Remote purchases work; thousands of military families and job movers close on homes they have never stood in. The trades are simple. Your agent's video walk-through replaces your eyes, so ask for slow pans, open closet and panel doors, street noise, and a walk around the whole exterior. Your inspector becomes your most important hire: pay for the add-ons (Chapter 10), join the inspection by video, and call them afterward with questions. Research the things a visit would have surfaced: flood zone, insurance quotes, property taxes, commute at rush hour, and the HOA documents above.

Closing can happen by mail, by power of attorney, or by remote online notarization where your state allows it; your title company will steer you. Two rules are non-negotiable. Never skip the final walk-through (in person if you possibly can, live on video the same day if not). And be extra paranoid about wiring money, because every step of a remote deal happens over email: verify wire instructions by phone at a number you found yourself, as Chapter 11 drilled.

Buying in retirement: cash, mortgage, or both

For buyers with the money to choose, the cash-versus-mortgage question is really a question about the withdrawal plan. Paying cash means no payment and no 6.55% interest, a guaranteed return no bond will match this year. But it converts a large pile of flexible money into a house you cannot spend, and getting it back out later means selling, or borrowing in your 70s. Carrying a mortgage keeps the portfolio intact but forces monthly withdrawals to feed the payment, and the Personal Finance Guide, Chapter 23, explains why forced selling in early bad-market years (sequence risk) does damage an average return never repairs.

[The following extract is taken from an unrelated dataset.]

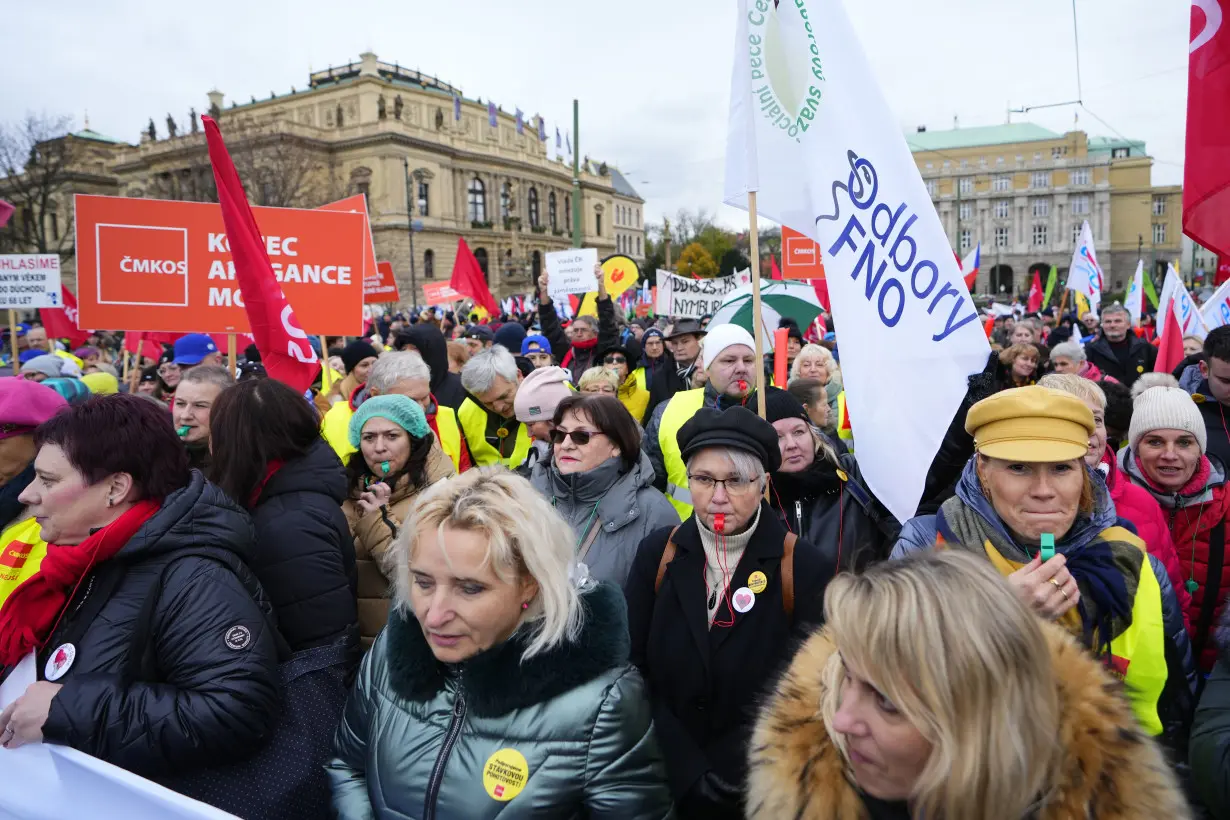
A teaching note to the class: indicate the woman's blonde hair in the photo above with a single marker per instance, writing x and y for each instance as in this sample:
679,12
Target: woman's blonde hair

There is a middle path, and Carlos and Elena walked it in Chapter 13: a normal down payment and mortgage to buy on their own schedule, then a $200,000 recast once the old house sold, cutting the payment to about $1,009 without touching their investment accounts in a down month. One more product exists here: the reverse-purchase loan (a HECM for purchase) lets buyers 62 and older buy with no monthly payment, with the loan repaid from the home's eventual sale. It is complex and expensive enough that federally required counseling comes with it; bring your own fee-only advisor too.

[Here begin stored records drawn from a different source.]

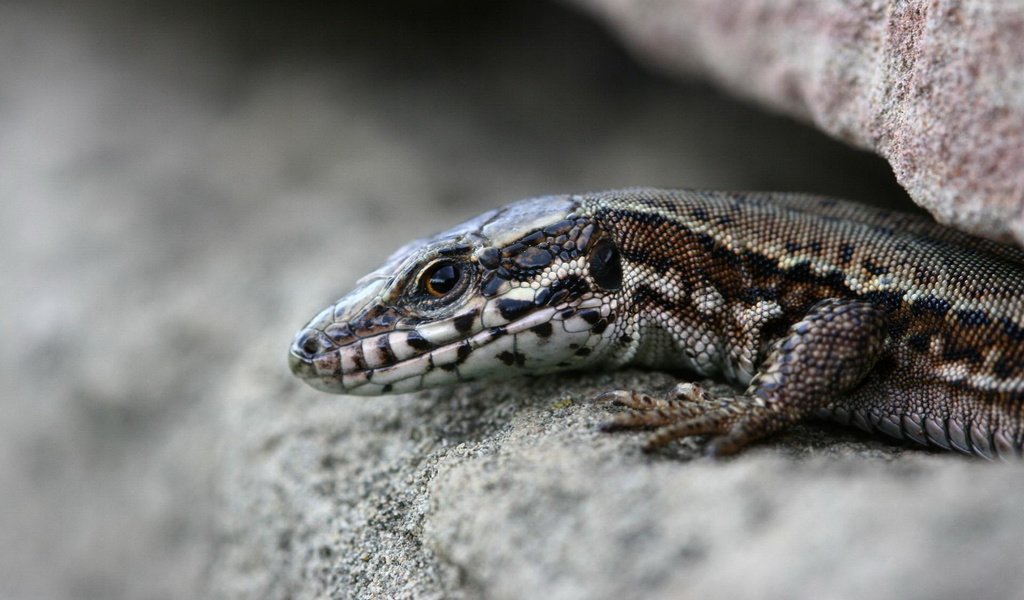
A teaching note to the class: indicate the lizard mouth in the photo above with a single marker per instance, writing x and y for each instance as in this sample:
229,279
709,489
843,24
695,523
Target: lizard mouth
402,359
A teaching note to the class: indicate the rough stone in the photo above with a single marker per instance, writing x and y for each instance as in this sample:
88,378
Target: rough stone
934,86
181,190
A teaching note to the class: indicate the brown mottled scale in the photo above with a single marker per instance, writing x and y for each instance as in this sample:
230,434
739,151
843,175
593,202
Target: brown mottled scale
814,307
880,319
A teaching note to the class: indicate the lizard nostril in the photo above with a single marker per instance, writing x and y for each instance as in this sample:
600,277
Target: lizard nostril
307,344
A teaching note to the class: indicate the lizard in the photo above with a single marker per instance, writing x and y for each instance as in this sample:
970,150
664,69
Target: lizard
812,306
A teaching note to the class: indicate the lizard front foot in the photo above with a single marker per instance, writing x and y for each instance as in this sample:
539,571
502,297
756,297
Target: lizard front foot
689,410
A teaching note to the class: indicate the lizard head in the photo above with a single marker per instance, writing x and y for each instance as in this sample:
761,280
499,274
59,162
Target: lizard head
531,287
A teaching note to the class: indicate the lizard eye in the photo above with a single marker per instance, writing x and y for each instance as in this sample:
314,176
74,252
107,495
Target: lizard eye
439,279
605,266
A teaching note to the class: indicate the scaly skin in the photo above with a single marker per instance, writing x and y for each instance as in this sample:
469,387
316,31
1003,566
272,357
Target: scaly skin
814,306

In retirement, size the housing decision against the withdrawal plan, not the rate. Keep enough liquid that the house never forces you to sell investments in a bad year, and never spend reserve money to avoid a mortgage on principle.

Where people go wrong

  • Reading the unit and skipping the building. Condo buyers tour the kitchen and never open the reserve study that predicts the $15,000 assessment.
  • Taking the builder's credit without shopping it. An incentive that requires their lender is only worth its net cost against two outside Loan Estimates.
  • Co-buying on a handshake. Title form plus a co-ownership agreement costs hundreds now; untangling a handshake costs a friendship and a court date.
  • Maximizing write-offs right up to the application. Self-employed buyers often discover at pre-approval that their tax efficiency deleted their loan.

Key takeaways

  • A condo purchase is two purchases; the HOA's budget, reserve study, and minutes tell you whether the second one is solvent.
  • Builder lender incentives are real money only after they beat outside Loan Estimates, and new construction still needs your own phase inspections.
  • Co-buyers choose a title form (joint tenancy or tenants in common) and sign a co-ownership agreement with exit triggers and a buyout formula before closing, not after a fight.
  • Lenders qualify the self-employed on roughly two years of averaged net profit, so plan tax write-offs a year or two ahead of a purchase.
  • Remote buys run on your agent's camera, your inspector's eyes, and phone-verified wires; retirement buys are decided by the withdrawal plan, with the recast as the bridge between selling and settling.